Enquadramento de corpos hídricos

     Um dos importantes instrumentos de gestão de águas é o enquadramento dos corpos hídricos. A Política Nacional de Recursos Hídricos, instituída por meio da Lei 9433/1997, traz este instrumento dentre outros: Plano Nacional de Recursos Hídricos, cobrança, outorga e o sistema de informações.

     Alguns estados brasileiros possuem sua Política Estadual de Recursos Hídricos, em que estabelece o enquadramento dos corpos hídricos como um de seus instrumentos.

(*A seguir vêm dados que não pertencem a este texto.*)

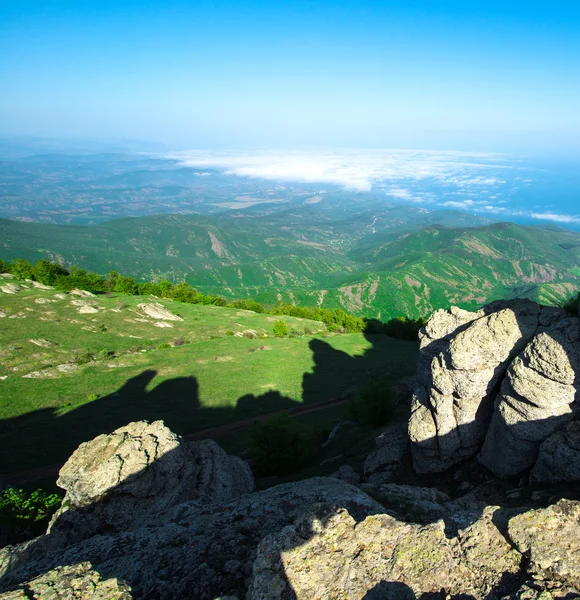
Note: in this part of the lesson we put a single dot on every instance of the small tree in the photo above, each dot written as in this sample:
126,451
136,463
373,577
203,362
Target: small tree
21,269
375,405
277,446
47,272
280,328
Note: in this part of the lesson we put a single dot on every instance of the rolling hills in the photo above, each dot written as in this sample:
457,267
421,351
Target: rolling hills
378,262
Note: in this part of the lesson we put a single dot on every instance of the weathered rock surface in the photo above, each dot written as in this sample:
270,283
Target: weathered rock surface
158,311
75,582
10,288
559,457
82,293
392,448
158,527
328,554
537,398
125,479
503,380
41,286
550,539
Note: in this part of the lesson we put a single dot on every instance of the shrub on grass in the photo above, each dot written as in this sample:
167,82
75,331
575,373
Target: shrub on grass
21,269
571,305
277,446
25,515
375,405
81,357
280,328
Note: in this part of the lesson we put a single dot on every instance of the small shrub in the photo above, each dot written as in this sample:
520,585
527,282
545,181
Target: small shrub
81,357
571,305
280,328
105,354
375,405
25,515
277,446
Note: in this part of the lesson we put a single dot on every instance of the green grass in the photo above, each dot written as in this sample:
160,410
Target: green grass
212,380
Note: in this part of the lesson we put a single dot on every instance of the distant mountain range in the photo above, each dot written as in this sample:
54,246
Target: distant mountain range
373,259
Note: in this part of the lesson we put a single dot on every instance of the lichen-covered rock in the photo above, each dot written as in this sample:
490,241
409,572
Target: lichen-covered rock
190,551
158,311
10,288
463,357
411,503
122,480
550,538
559,457
392,448
75,582
328,554
537,398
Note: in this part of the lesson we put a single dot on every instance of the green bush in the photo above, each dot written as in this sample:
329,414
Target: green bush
82,357
21,269
572,304
26,513
375,405
277,446
280,328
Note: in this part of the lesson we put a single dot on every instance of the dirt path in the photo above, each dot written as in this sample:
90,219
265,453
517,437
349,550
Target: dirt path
51,471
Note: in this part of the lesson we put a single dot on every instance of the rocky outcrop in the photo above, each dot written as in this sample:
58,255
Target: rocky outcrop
125,479
502,379
10,288
559,457
319,538
550,539
75,582
326,553
392,448
537,398
158,311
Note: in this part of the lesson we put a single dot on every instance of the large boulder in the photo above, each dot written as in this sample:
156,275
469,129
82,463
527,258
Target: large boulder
122,480
549,538
74,582
155,310
190,551
537,398
328,553
559,457
462,359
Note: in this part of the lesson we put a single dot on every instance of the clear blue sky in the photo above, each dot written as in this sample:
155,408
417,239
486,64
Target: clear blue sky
465,74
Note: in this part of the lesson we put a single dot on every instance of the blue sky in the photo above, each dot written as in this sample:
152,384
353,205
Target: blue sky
462,75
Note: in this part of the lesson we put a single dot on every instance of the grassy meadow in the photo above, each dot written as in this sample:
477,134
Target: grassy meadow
67,375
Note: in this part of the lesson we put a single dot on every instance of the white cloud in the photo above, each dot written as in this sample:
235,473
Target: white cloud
355,169
556,217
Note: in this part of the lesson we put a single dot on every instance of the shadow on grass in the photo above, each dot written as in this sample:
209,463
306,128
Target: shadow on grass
45,437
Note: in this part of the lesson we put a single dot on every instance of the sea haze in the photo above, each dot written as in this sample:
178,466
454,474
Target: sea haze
498,186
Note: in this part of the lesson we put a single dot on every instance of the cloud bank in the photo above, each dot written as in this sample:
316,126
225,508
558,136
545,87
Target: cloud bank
359,170
474,182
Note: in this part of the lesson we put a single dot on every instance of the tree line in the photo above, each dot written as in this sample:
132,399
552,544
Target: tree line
57,276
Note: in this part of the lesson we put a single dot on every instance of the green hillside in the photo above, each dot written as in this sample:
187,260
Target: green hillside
311,256
74,366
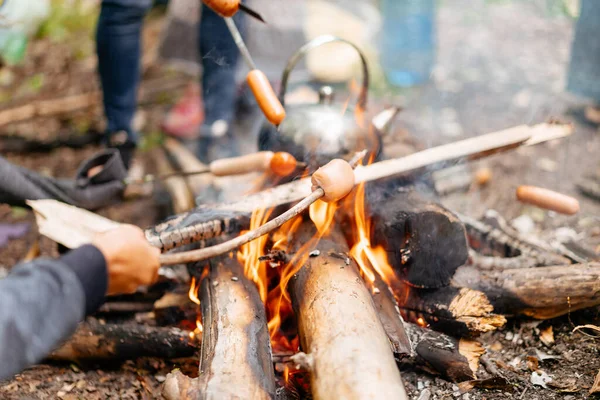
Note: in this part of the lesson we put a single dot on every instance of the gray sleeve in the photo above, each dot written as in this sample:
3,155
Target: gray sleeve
41,303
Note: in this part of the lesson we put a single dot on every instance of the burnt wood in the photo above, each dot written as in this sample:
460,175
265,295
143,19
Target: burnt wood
94,341
541,293
347,350
435,352
425,242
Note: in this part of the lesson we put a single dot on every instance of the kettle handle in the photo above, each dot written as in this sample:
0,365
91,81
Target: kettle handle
319,41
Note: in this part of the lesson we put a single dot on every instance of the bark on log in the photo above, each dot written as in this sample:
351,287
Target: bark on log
541,293
348,350
455,310
425,242
456,359
93,341
236,349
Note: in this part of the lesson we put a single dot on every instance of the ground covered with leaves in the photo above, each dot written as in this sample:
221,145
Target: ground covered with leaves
500,64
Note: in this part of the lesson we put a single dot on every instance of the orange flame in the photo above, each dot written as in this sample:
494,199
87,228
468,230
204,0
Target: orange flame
250,253
193,295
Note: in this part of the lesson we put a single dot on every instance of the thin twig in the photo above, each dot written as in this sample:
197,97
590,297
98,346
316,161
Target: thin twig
225,247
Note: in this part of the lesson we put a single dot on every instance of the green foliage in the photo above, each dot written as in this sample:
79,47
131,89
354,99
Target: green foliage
68,19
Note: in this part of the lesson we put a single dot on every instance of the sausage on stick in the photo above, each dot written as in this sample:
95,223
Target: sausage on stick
548,199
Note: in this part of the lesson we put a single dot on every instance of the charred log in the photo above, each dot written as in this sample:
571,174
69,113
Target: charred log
425,242
457,311
236,349
94,341
348,353
541,293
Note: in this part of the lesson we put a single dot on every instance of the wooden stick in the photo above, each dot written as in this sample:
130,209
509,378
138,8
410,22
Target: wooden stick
225,247
95,341
435,352
236,349
180,230
541,293
348,353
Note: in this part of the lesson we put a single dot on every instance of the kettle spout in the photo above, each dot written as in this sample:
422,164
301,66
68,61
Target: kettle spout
383,121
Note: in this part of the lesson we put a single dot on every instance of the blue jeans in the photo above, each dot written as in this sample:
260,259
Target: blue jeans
118,41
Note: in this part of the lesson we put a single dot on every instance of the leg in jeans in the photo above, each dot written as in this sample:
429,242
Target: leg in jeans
219,56
119,48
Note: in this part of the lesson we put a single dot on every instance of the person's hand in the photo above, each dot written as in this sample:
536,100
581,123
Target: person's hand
130,260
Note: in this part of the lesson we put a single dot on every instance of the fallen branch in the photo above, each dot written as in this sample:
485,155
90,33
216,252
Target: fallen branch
236,348
433,351
457,311
541,293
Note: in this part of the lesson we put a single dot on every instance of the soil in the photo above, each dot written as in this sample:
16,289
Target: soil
499,64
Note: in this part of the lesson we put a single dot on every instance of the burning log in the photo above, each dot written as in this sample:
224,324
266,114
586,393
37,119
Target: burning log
425,242
236,348
456,359
541,293
95,341
348,353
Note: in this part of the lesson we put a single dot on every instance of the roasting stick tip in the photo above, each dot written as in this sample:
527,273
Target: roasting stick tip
331,182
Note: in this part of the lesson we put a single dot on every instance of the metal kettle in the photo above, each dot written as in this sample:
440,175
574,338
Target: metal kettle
316,133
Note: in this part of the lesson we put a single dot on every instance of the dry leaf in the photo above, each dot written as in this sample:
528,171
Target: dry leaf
547,336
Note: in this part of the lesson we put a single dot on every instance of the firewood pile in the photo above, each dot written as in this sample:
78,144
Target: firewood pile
338,300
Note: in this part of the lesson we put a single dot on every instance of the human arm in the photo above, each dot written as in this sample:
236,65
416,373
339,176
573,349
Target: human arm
41,302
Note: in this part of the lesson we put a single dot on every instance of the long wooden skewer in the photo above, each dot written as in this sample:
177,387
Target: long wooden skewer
330,183
225,247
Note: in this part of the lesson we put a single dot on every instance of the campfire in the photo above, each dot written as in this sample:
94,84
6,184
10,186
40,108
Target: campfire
295,293
331,302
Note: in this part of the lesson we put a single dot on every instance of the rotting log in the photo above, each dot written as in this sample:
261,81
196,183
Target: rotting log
455,310
540,293
425,242
348,352
236,349
435,352
94,341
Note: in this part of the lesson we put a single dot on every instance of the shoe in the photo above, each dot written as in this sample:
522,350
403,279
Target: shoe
120,141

     Como curiosidade, o primeiro estado da Federação a instituir a Política Estadual de Recursos Hídricos foi o Ceará, por meio da Lei n. 11.996, de 24/07/1992, logo após a realização, aqui no Brasil, da Conferência das Nações Unidas sobre Meio Ambiente e Desenvolvimento, a denominada Rio92. Atualmente mencionada lei foi revogada pela Lei n. 14844, de 28/12/2010.

      No caso específico do Ceará, a Lei 14.844/10 traz em seu Art. 5º, sete instrumentos, a saber: outorga, cobrança, plano estadual de recursos hídricos, Fundo Estadual de Recursos Hídricos, sistema de informações, enquadramento e fiscalização de recursos hídricos. No entanto, o estado do Ceará não possui enquadramento de corpos hídricos, assim como outros estados brasileiros.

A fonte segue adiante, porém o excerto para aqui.